Kampeki · 18/03/2015 21:27

I really don't think it's helpful to label people as particular types of parent. We all do what feels like the right thing at the time.

I had never heard of AP when dd was a baby, but I breastfed until she was nearly three, co-slept for a lot longer, never left her to cry and generally followed my instincts. However, dd let me know when she was a baby that she had no intention of ever being "worn", and I went back to work when she was six months because I wanted to retain my career. Where the heck do I fit in?

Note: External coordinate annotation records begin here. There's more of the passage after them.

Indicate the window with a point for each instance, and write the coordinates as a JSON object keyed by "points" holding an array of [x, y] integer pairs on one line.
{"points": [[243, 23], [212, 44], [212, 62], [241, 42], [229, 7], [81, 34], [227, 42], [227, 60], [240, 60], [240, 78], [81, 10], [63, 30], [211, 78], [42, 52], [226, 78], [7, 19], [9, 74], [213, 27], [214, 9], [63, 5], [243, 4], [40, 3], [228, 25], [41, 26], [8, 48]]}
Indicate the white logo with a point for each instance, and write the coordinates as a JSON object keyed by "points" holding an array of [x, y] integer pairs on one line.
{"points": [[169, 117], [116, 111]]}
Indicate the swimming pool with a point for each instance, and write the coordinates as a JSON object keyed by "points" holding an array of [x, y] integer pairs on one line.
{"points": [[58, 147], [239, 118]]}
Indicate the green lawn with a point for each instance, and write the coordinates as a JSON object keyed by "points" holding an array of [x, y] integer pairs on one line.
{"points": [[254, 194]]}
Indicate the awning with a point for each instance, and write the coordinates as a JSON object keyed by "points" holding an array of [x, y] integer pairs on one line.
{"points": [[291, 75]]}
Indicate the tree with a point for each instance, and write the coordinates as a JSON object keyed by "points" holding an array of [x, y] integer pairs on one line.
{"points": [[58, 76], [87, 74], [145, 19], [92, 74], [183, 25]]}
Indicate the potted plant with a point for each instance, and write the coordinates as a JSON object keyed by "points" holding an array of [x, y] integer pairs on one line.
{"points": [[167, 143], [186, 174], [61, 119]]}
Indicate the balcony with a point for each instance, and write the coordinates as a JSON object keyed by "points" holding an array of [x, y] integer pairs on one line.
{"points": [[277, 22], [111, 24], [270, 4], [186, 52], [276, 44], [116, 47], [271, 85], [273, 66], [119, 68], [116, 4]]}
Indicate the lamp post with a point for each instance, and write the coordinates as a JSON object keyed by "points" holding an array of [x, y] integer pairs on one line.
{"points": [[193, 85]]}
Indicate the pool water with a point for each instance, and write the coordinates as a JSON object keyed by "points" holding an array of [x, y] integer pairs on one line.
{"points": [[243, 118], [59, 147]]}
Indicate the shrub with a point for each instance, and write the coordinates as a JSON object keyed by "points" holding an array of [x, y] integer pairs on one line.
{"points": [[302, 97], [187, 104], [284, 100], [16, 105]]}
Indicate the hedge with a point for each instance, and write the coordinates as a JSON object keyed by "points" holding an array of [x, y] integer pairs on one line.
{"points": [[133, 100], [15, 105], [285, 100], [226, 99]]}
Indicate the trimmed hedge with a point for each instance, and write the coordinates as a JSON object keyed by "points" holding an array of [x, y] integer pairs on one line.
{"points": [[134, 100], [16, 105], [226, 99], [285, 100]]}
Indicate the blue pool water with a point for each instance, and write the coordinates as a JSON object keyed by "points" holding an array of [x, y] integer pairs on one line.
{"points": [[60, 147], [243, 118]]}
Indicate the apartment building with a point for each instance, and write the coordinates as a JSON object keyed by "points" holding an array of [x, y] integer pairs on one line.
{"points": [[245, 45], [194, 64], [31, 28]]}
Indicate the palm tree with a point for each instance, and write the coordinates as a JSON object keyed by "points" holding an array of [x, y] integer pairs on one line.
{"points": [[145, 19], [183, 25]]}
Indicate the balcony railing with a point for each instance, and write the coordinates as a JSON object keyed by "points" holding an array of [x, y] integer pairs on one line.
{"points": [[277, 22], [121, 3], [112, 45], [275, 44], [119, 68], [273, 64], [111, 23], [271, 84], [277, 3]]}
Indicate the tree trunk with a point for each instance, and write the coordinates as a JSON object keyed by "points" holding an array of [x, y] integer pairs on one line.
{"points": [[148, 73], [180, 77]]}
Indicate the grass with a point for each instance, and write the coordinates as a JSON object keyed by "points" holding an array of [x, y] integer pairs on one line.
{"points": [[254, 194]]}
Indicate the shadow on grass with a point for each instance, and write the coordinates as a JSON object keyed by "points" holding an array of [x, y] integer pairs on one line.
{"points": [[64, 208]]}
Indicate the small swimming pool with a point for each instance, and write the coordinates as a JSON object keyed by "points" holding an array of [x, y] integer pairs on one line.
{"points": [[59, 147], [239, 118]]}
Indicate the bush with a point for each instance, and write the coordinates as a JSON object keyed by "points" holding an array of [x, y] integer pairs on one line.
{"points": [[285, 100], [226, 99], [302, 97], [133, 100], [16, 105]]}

LonnyVonnyWilsonFrickett · 18/03/2015 21:28

The thinking in this piece is so muddied I can't even be bothered answering any of the points so I will concur with pps and say 'who is writing this stuff?'

I find any 'school' of parenting to be anti-feminist tbh, as they are all predicated on saying a certain way of mothering (and it always is mothering) is better than another. That's the antithesis of feminism to me.

motherinferior · 18/03/2015 21:35

It's the school of "I consider myself to be a feminist (although I don't necessarily know what I mean by this) and I'm following this course of action so that makes it a feminist" thinking. Or perhaps I should say "thinking".

Also the "feminism is about women and mothers are women so this is feminist" false equation.

PlentyOfPubeGardens · 18/03/2015 21:41

I've done a post on Site Stuff.

Enormouse · 18/03/2015 21:45

MI I think you've hit the nail on the head there. Totally agree with you.

IHeartKingThistle · 18/03/2015 21:49

I just really struggle with the unwritten assumption that the 'attachment' comes FROM the co - sleeping , baby - wearing, breast- feeding. Who decided that was how to create a bond?

I sleep trained my babies and I went back to work. I bloody adore my children. They love me back and they tell me their worries. We are well and truly attached. I didn't need to suffer years of sleep deprivation to achieve that bond because they are mine and they are loved and they know it.

26Point2Miles · 18/03/2015 21:52

These posts seem to be from 'bloggers'.... MN bloggers in the MN blogger section.

Why do they creep into active convos? Surely if we wanted to read endless blogs banging I about the days agenda then we would head to the loggers section?